I have worked out based on:
i) the last subnet address from answer d is 130.55.248.0. I did not use 130.55.252.0 because it mentioned to exclude all 0s and 1s subnet address
ii) from my understanding, first network address is ends with 0 and last broadcast address ends with 255.
iii) therefore, I select the last subnet address from question d and change the 3rd octet to 248 and 4th octet to 0 and 255 respectively.
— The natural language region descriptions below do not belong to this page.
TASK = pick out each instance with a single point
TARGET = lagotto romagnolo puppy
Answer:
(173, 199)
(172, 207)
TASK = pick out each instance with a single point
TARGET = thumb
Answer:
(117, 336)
Hope you can enlighten me on this.
Thanks.
HELLFIRE
MVM
join:2009-11-25

HELLFIRE to withhelds

MVM

to withhelds
My answer to e was done INDEPENDENT of the requirements of d's "Do not include all 0s & 1s subnet addresses."
In which case :

130.55. _ _ _ _ _ _ | _ _ . _ _ _ _ _ _ _ _
130.55. 1 1 1 1 1 1 | 0 0 . 0 0 0 0 0 0 0 0 (last subnet)
130.55. 1 1 1 1 1 1 | 0 0 . 0 0 0 0 0 0 0 0 (last subnet, network address) == 130.55.252.0
133.55. 1 1 1 1 1 1 | 1 1 . 1 1 1 1 1 1 1 1 (last subnet, broadcast address) == 130.55.255.255
 

If you were to do it for last subnet, but under the condition "do not include all 0s & 1s subnet addresses,"
I get the following result :

130.55. _ _ _ _ _ _ | _ _ . _ _ _ _ _ _ _ _
130.55. 1 1 1 1 1 0 | 0 0 . 0 0 0 0 0 0 0 0 (last subnet, do not include all 1's)
130.55. 1 1 1 1 1 0 | 0 0 . 0 0 0 0 0 0 0 0 (last subnet, network address) == 130.55.248.0
130.55. 1 1 1 1 1 0 | 1 1 . 1 1 1 1 1 1 1 1 (last subnet, broadcast address) == 130.55.251.255
 

Rememeber that the | is the divisor between the NETWORK and HOST part of the address -- so you've two more host
bits to use in the 3rd octet that you forgot about. Put another way, anything to the right of the | CAN change,
anything to the left cannot.

Either case, I'd clarify with your instructor about question e. This is why I hate questions that are very
imprecise as to a) what preconditions exist, and b) what they are looking for.

Regards
HELLFIRE

HELLFIRE to withhelds

MVM

to withhelds
I should add that there are many subnetting resources around the internet, and many ways to do subnetting.
I'd take some time to go around to learn the different methods, and see which one works best for you.

Regards

withhelds
@singnet.com.sg

withhelds

Anon

Thanks for the clear explanation once again.